BBC Radio 3 explores career of City pianist Ian Pace in two-hour programme
The episode of Hear and Now featured new recordings from the Department of Music's Head of Performance
BBC Radio 3 has explored the life and career of a City musician in a new two-hour documentary.
The programme celebrated Dr Pace’s 50th birthday and featured interviews with the Senior Lecturer as well as recordings of him playing.
It was the first time ever that Hear and Now devoted a whole feature to a single performer since it began broadcasting in the mid-1990s.
Dr Pace said: “I was delighted to be asked to make this programme by producer Philip Tagney and presenter Rob Worby.

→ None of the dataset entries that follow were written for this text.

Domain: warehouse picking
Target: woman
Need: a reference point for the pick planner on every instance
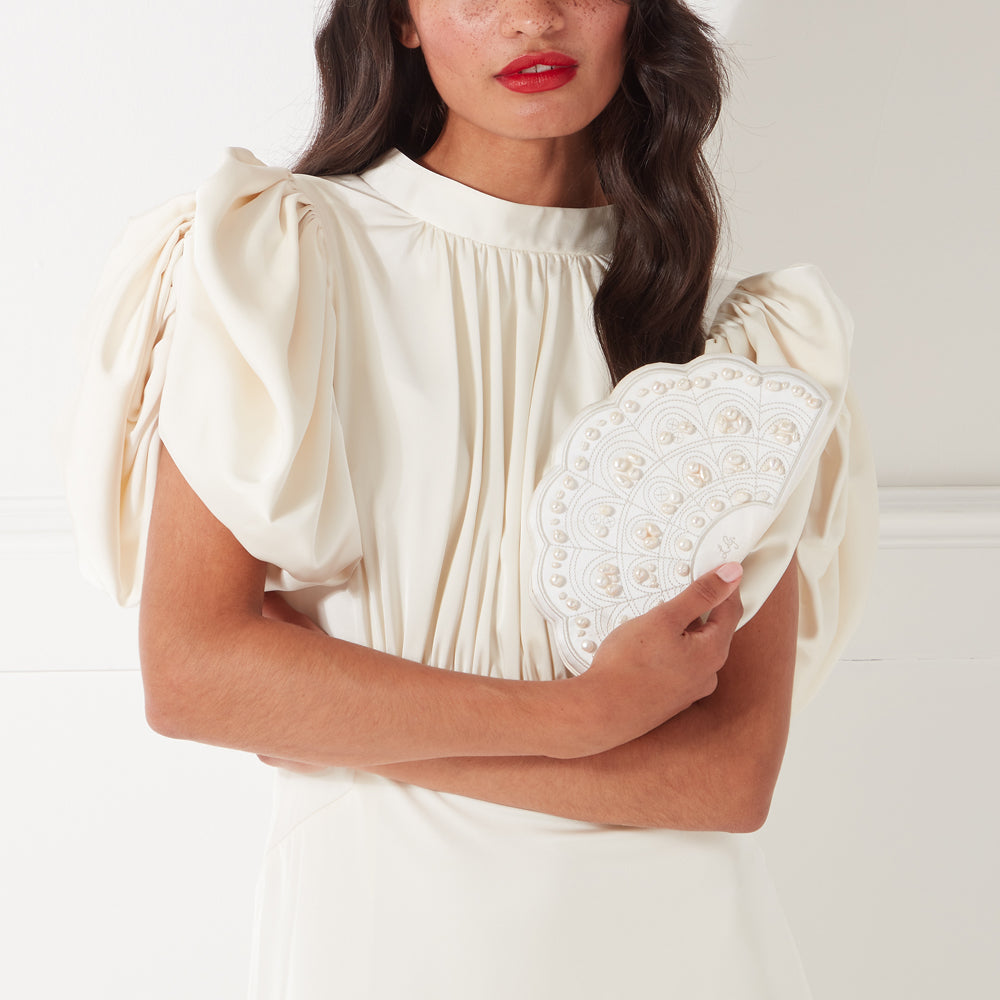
(345, 384)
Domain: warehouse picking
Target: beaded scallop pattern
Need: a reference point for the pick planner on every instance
(681, 469)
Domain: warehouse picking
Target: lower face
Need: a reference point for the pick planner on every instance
(521, 69)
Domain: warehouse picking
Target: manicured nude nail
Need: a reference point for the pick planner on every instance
(730, 572)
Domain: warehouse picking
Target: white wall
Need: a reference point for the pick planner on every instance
(859, 138)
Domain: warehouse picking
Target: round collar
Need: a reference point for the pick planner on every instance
(464, 211)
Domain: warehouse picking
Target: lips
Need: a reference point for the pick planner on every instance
(537, 71)
(553, 60)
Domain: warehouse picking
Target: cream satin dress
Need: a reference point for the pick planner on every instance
(363, 377)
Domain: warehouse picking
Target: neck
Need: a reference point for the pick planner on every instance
(559, 172)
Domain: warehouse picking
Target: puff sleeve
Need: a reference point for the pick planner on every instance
(213, 331)
(792, 318)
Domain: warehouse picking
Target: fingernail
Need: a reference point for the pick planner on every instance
(730, 572)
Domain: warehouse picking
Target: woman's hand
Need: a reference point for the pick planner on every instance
(655, 666)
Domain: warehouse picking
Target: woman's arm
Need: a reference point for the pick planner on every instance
(216, 671)
(712, 767)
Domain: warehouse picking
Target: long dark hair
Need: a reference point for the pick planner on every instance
(376, 94)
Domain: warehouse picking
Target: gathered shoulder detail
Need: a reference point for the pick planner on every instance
(213, 330)
(793, 318)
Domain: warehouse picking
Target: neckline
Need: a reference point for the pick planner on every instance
(464, 211)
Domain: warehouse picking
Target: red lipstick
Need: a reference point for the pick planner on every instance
(537, 71)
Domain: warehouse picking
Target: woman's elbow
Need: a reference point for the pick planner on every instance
(173, 666)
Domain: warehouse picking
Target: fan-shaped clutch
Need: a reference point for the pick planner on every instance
(681, 469)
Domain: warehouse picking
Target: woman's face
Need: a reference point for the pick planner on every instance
(521, 69)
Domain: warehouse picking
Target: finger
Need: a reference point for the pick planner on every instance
(704, 594)
(728, 613)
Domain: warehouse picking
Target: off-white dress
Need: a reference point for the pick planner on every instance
(362, 377)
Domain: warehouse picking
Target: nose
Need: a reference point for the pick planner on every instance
(530, 18)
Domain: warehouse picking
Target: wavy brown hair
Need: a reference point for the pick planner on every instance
(376, 94)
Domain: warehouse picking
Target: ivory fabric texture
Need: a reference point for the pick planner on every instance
(363, 378)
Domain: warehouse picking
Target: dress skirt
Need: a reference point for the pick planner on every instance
(376, 890)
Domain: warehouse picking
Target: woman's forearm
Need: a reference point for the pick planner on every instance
(712, 767)
(278, 690)
(688, 774)
(216, 671)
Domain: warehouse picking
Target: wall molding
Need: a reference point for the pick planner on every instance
(911, 517)
(939, 517)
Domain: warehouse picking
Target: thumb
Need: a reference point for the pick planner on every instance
(705, 593)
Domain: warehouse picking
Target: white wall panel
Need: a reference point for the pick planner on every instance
(862, 137)
(127, 862)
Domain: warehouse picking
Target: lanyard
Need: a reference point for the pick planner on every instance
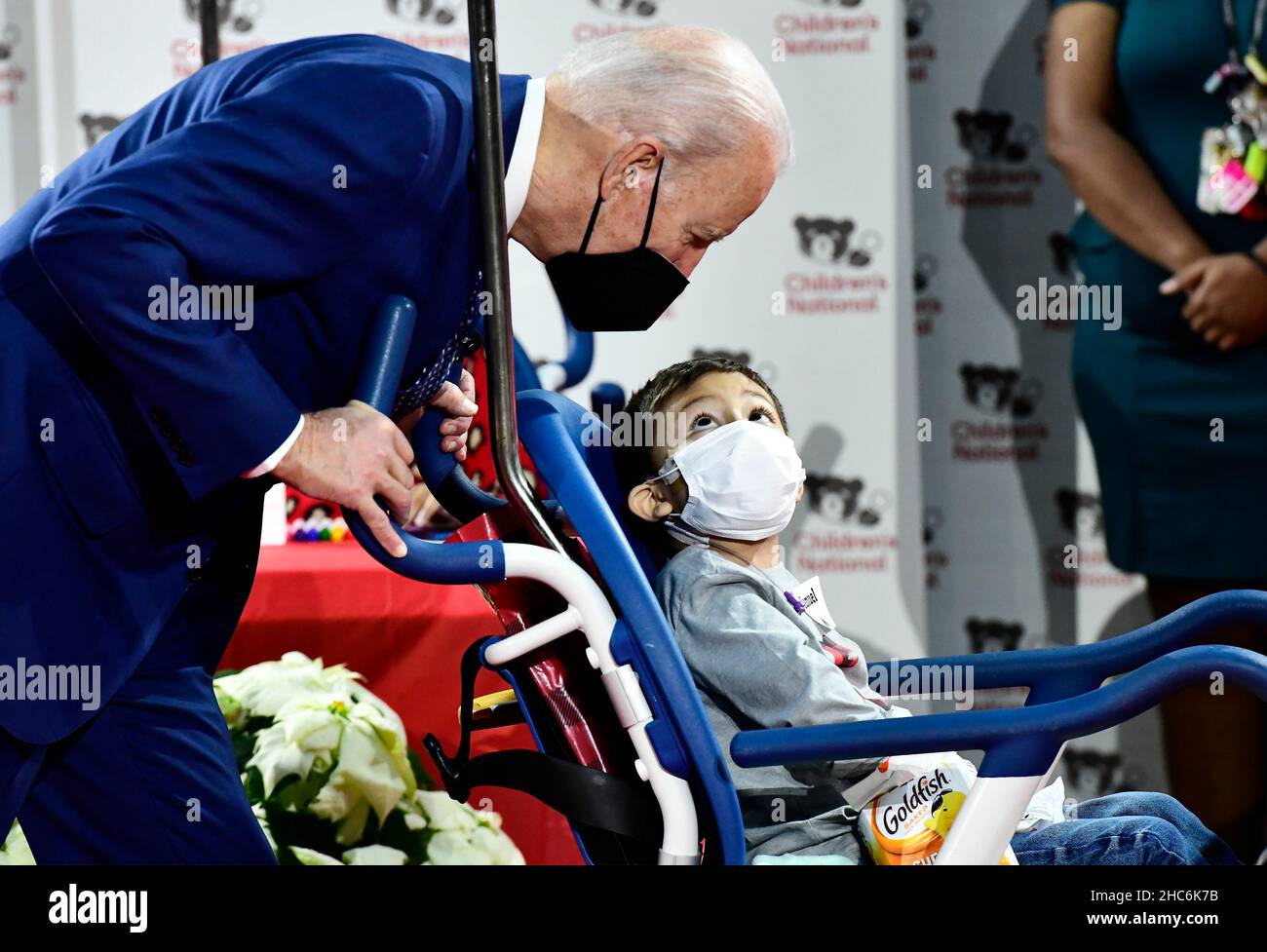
(1229, 21)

“This generous programme gives an overview of my wide activities bridging the worlds of performance and scholarship over a quarter century, and features some of the most important new music I have played, not least some first recordings of pieces specially written for my half-century.”
The programme featured new recordings by Dr Pace, some of which were among the last to be made in BBC's iconic Maida Vale Studios.
These include works of Elliott Carter, Karlheinz Stockhausen and four pieces from a set of 23 written specially for Ian's 50th birthday, which he premiered at City, by Mic Spencer, Evan Johnson, Patrícia Sucena de Almeida and Wieland Hoban.
The recordings were broadcast alongside earlier recordings of works of Rebecca Saunders, Pascal Dusapin's (right, with Dr Pace) piano concerto À Quia (with the Orchestre de Paris, conducted by Christoph Eschenbach) and Michael Finnissy.
The programme also included a further new recording that was made at City of Brian Ferneyhough's Quirl, for release on a future CD.
Dr Pace, who specialises in contemporary music and has premiered many works by the leading composers of our time, said: “There is a wide range of music, some wild, virtuosic, cataclysmic, other pieces which are various sensuous, aloof, estranged, hushed.
“I will be demonstrating at the beginning of the programming some of the rational choices, akin to research questions, which are involved in performing works such as those of Elliott Carter, and speaking elsewhere of how I become involved in academia as well, and arguably achieve an interaction between research in the form of practice, and that in the form of written outputs, in a unique manner.”
Research and collaboration
The Hear and Now programme followed another BBC Radio 3 feature to which Dr Pace contributed earlier in the year. Radio Controlled featured his research into the development of music in Germany after the Second World War.
In 2015, Dr Pace also appeared on BBC Radio 3’s Modern Muses programme with composer Michael Finnissy to discuss their 25 years of musical collaboration, including on Finnissy’s five-and-a-half hour piano epic, The History of Photography in Sound.
The new programme, titled “Ian Pace, contemporary virtuoso pianist”, is available on the BBC iPlayer.